Their ensuing correspondence makes clear that Bethune designed the original gold medal, but it also reveals that she immediately turned to Graham Carey for advice and suggested that he be the one to strike the medal. Father Murphy had no qualms about this. Bethune’s medal featured on the obverse a mustard tree surrounded by a circle of lettering and on the reverse the name of the winner and the date surrounded by a circle of lettering. On the obverse, the words were in Latin: “Simile Est Regnum Caelorum Grano Sinapis.” They are from Our Lord’s parable of the mustard seed, which can be found in Matthew 13:31, Mark 4:31 and Luke 13:19. In English, the text reads “The Kingdom of Heaven is Like unto a Grain of Mustard.” On the reverse, the words Christian Culture Series are on the top and Assumption College on the bottom. The final product was an 18K gold medal, 1N chain, #11 gauge. Total cost was $100.

A friend and colleague of both Carey and Bethune assumed production of the medal, commencing in 1942. She was Sister Helene O’Connor, O.P. of Studio Angelico, which was located at the Dominican Siena Heights College in nearby Adrian, Michigan. Carey’s suggestion of her was highly fortuitous for Father Murphy. Sister Helene was a highly gifted artist and a wonderful person with whom to work. In 1939, she and Bethune worked together to produce the murals at Siena Heights depicting St. Catherine of Siena doing domestic tasks in the Benincasa household. Sister Helene was in charge of the medal until 1948, when a change in her circumstances at the college deprived her of a studio. She had also taught a session of the Assumption College Summer School and gave a lecture for the series, on 7 April 1946. The title of her lengthy and erudite talk was “On the Art of Christian Culture.”

Carlos Cotton was the next to be involved. He came into the picture on the recommendation of Sister Helene, who told Father Murphy that Cotton had done other designs by Graham Carey and therefore could be trusted to execute the medal to Carey’s specifications.

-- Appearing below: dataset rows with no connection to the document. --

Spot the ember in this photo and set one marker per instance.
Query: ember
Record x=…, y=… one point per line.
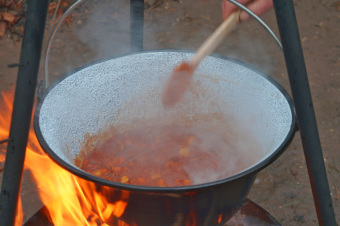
x=68, y=199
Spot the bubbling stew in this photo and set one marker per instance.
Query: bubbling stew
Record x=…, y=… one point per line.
x=166, y=155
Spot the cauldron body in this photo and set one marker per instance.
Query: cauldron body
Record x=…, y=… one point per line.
x=97, y=95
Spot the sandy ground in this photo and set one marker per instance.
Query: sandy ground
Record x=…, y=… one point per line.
x=283, y=188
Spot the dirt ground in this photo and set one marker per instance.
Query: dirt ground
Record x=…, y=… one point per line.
x=283, y=188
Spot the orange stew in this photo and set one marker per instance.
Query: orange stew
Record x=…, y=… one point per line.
x=167, y=156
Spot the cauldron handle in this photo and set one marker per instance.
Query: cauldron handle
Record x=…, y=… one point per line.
x=244, y=8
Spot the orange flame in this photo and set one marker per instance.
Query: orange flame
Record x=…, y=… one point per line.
x=68, y=199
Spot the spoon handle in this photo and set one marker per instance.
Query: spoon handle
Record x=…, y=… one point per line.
x=215, y=39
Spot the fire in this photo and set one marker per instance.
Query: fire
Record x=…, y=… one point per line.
x=68, y=199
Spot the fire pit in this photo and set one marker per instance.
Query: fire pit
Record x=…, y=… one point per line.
x=121, y=89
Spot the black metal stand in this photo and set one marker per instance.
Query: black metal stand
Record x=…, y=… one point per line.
x=22, y=109
x=297, y=72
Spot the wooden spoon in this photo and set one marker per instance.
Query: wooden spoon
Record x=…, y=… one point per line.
x=180, y=78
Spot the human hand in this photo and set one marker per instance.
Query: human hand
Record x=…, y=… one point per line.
x=257, y=6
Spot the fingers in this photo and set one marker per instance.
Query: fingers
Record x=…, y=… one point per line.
x=257, y=6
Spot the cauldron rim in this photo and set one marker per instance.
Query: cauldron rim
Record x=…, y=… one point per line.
x=250, y=172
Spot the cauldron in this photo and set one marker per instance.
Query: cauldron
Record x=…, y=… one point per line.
x=117, y=90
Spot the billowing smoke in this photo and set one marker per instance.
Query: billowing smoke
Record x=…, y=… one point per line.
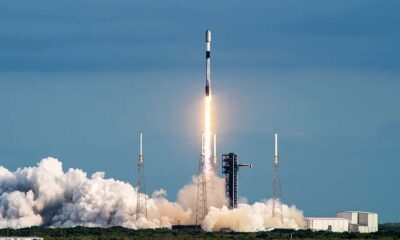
x=46, y=195
x=252, y=218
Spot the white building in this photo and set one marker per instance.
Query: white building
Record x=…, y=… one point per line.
x=328, y=224
x=363, y=222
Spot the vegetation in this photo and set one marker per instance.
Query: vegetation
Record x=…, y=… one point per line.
x=386, y=231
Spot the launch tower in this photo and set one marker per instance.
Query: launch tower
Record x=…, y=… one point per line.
x=141, y=205
x=276, y=186
x=230, y=168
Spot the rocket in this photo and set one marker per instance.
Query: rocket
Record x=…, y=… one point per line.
x=208, y=62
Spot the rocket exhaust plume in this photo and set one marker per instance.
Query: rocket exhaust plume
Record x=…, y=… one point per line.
x=46, y=195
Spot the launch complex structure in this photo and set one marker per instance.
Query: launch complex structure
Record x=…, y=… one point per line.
x=230, y=166
x=208, y=163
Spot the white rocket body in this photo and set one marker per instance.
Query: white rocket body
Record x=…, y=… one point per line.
x=208, y=63
x=276, y=149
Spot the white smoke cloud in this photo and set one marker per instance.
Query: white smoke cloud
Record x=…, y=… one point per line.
x=252, y=218
x=46, y=195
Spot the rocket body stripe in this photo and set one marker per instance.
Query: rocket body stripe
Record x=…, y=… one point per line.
x=208, y=62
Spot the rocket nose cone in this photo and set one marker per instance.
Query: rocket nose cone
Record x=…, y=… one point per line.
x=208, y=35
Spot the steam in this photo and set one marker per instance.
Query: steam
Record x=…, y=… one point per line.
x=46, y=195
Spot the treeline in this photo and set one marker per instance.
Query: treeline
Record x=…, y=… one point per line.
x=386, y=231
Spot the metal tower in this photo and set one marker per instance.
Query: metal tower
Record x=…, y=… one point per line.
x=276, y=186
x=230, y=168
x=201, y=208
x=141, y=205
x=215, y=159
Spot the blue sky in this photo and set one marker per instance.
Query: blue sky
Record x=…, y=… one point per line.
x=80, y=79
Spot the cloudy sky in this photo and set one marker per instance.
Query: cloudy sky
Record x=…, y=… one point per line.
x=80, y=79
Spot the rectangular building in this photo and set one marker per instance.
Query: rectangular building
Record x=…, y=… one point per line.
x=363, y=222
x=328, y=224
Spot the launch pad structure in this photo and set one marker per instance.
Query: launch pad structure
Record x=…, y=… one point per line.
x=276, y=186
x=230, y=168
x=141, y=201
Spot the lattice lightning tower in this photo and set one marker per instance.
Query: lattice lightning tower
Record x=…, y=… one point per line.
x=141, y=205
x=276, y=186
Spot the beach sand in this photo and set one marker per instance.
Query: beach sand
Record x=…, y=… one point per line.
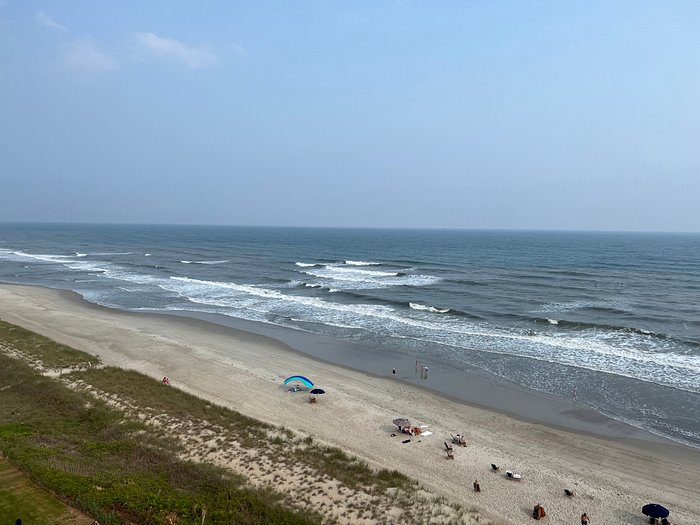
x=611, y=476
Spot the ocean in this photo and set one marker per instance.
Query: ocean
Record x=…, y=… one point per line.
x=611, y=320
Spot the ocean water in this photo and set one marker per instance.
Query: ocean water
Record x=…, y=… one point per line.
x=613, y=317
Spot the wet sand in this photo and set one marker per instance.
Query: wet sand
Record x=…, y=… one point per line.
x=613, y=468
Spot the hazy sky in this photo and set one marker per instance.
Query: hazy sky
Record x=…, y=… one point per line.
x=465, y=114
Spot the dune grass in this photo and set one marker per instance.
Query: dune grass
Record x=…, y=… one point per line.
x=113, y=467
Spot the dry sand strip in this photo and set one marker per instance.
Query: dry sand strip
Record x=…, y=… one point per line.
x=612, y=478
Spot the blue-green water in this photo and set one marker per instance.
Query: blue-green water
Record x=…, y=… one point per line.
x=615, y=316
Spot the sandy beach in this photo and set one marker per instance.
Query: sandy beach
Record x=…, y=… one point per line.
x=612, y=477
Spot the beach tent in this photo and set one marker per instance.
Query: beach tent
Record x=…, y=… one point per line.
x=402, y=423
x=299, y=379
x=654, y=510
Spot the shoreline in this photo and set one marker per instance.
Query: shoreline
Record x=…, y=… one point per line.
x=461, y=386
x=243, y=370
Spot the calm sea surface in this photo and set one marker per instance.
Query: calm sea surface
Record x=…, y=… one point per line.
x=613, y=316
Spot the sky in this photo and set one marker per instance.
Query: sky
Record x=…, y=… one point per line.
x=380, y=113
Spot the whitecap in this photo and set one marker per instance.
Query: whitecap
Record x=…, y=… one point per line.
x=361, y=263
x=417, y=306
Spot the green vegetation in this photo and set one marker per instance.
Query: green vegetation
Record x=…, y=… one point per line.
x=20, y=498
x=89, y=455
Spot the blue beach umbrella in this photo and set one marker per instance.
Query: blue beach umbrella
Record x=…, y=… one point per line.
x=654, y=510
x=300, y=379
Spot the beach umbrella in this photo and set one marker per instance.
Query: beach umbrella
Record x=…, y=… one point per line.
x=299, y=379
x=402, y=422
x=654, y=510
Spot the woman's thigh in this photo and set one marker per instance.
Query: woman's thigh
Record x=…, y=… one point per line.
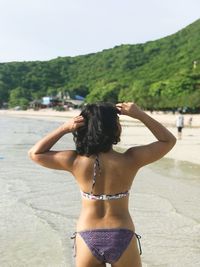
x=84, y=257
x=130, y=257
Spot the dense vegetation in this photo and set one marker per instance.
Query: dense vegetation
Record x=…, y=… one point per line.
x=159, y=74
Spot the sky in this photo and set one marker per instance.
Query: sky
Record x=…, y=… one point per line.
x=46, y=29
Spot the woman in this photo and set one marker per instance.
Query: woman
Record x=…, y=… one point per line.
x=105, y=230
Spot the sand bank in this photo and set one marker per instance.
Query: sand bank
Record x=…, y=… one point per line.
x=134, y=132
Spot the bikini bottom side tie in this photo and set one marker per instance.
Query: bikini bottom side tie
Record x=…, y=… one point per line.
x=107, y=245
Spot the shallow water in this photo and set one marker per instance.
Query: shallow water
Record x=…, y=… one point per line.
x=39, y=206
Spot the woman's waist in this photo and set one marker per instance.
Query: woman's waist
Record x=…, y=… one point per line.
x=94, y=220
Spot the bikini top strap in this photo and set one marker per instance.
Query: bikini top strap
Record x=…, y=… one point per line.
x=95, y=172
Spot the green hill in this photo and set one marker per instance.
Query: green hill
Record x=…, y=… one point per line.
x=159, y=74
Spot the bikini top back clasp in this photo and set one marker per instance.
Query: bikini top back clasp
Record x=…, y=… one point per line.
x=91, y=196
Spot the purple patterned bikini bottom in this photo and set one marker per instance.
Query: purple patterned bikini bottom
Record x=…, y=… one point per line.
x=107, y=245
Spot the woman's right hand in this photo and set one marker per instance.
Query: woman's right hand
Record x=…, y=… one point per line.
x=73, y=124
x=129, y=109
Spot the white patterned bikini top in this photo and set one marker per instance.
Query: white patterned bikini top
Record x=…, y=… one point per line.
x=91, y=196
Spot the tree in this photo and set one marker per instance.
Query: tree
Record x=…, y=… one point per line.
x=19, y=97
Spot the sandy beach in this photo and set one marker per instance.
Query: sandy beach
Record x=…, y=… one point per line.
x=186, y=149
x=37, y=218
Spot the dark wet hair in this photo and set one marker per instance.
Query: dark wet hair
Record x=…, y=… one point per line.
x=101, y=129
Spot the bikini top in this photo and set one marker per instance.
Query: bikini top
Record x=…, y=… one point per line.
x=91, y=196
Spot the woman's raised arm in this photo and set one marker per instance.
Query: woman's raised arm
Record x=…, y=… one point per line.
x=146, y=154
x=61, y=160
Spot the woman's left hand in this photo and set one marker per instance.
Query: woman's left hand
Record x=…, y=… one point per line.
x=73, y=124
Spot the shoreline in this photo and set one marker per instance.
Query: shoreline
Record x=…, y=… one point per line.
x=134, y=132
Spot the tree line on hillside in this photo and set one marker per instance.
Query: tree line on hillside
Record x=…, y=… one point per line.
x=162, y=74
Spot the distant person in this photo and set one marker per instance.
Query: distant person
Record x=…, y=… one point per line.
x=105, y=230
x=180, y=124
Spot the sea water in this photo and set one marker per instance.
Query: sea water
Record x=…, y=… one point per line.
x=39, y=206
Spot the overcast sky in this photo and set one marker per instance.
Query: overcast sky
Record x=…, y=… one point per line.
x=46, y=29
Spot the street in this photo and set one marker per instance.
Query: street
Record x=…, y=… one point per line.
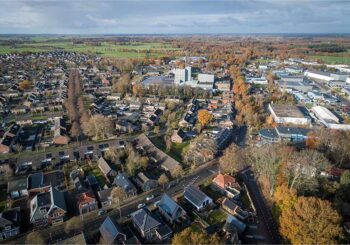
x=263, y=211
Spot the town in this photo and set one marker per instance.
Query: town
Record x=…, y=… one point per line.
x=162, y=150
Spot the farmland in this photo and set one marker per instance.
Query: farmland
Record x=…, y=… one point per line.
x=103, y=49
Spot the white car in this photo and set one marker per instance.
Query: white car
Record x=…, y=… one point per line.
x=141, y=205
x=149, y=198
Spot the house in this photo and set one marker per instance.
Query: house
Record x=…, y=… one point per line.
x=145, y=223
x=145, y=183
x=169, y=209
x=123, y=181
x=9, y=223
x=227, y=185
x=178, y=136
x=86, y=202
x=36, y=183
x=17, y=188
x=196, y=197
x=111, y=233
x=75, y=239
x=234, y=209
x=105, y=198
x=9, y=139
x=60, y=132
x=47, y=208
x=105, y=168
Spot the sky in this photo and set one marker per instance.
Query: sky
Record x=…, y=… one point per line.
x=173, y=17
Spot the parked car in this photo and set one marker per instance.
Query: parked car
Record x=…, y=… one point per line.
x=149, y=198
x=141, y=205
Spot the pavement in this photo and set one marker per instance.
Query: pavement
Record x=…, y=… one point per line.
x=92, y=221
x=268, y=224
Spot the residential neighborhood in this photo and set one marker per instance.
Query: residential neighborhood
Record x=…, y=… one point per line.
x=185, y=136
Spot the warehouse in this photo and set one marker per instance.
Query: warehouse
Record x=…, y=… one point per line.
x=324, y=115
x=288, y=114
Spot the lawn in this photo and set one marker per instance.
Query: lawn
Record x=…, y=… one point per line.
x=3, y=198
x=217, y=216
x=176, y=148
x=332, y=59
x=99, y=176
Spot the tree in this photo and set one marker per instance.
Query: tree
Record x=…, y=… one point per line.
x=98, y=127
x=25, y=84
x=118, y=195
x=311, y=221
x=144, y=162
x=204, y=117
x=177, y=172
x=284, y=198
x=163, y=180
x=189, y=236
x=345, y=179
x=232, y=159
x=303, y=166
x=311, y=140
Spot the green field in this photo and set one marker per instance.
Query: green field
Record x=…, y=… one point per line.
x=332, y=59
x=106, y=49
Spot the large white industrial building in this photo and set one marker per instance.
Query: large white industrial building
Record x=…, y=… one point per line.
x=184, y=77
x=326, y=76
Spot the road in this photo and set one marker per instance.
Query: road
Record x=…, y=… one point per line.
x=54, y=152
x=263, y=211
x=91, y=222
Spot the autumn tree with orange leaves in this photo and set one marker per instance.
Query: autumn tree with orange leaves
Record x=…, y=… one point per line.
x=311, y=221
x=204, y=117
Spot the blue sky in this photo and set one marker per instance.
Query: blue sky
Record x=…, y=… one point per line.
x=168, y=16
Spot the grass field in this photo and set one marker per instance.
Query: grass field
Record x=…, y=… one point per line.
x=111, y=50
x=332, y=59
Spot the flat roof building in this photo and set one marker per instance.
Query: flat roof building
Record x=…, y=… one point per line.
x=288, y=114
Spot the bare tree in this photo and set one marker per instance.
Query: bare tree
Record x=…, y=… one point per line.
x=118, y=195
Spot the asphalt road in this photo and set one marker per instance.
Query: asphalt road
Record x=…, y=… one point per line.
x=91, y=222
x=263, y=211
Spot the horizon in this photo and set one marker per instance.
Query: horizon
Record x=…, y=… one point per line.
x=171, y=17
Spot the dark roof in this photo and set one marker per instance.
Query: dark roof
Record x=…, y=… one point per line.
x=122, y=180
x=292, y=131
x=195, y=195
x=164, y=230
x=110, y=230
x=168, y=205
x=144, y=219
x=268, y=133
x=35, y=180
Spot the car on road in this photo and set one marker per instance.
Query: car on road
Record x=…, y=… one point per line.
x=101, y=212
x=149, y=198
x=141, y=205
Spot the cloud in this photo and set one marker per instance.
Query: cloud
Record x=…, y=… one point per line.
x=173, y=16
x=103, y=21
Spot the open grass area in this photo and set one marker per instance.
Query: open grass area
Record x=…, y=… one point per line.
x=332, y=59
x=3, y=198
x=176, y=148
x=105, y=49
x=217, y=216
x=99, y=176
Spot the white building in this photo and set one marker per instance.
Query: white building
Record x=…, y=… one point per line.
x=183, y=75
x=326, y=76
x=324, y=115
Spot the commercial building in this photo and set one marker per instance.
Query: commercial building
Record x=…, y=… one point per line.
x=324, y=115
x=326, y=76
x=288, y=114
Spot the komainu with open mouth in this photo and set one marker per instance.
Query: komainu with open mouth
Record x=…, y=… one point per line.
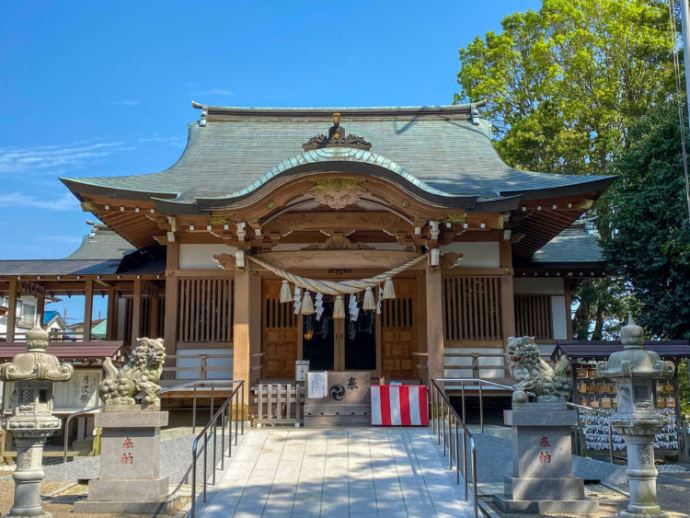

Although Cotton needed the work, he seems to have lasted only three or four years. In 1949, a prolonged illness delayed the production of the medal beyond the hoped-for date in November. It was intended for Etienne Gilson. Fortunately for Father Murphy, Gilson was in no hurry to receive it, and its non-existence was no bother to him.

It was obvious that the medal had to be produced in a more consistent and timely fashion. The solution came in the person of the renowned sculptor Ferenc Varga (1906-1989). A native of Székesfehérvàr, Hungary, and a former student at the Academy of Fine Arts in Budapest, Varga settled in Windsor in 1950 after leaving his native country in protest against the communist regime. He is responsible for the statue of the Blessed Virgin Mary erected in 1950 in front of Assumption Church. Varga altered the obverse of the medal by adding a human hand holding the mustard tree, as a sign of our cooperation with God in building the Kingdom of Heaven. He also changed the reverse of the medal, from Assumption College to Assumption University, and created a permanent matrix from which future copies of the medal would be struck.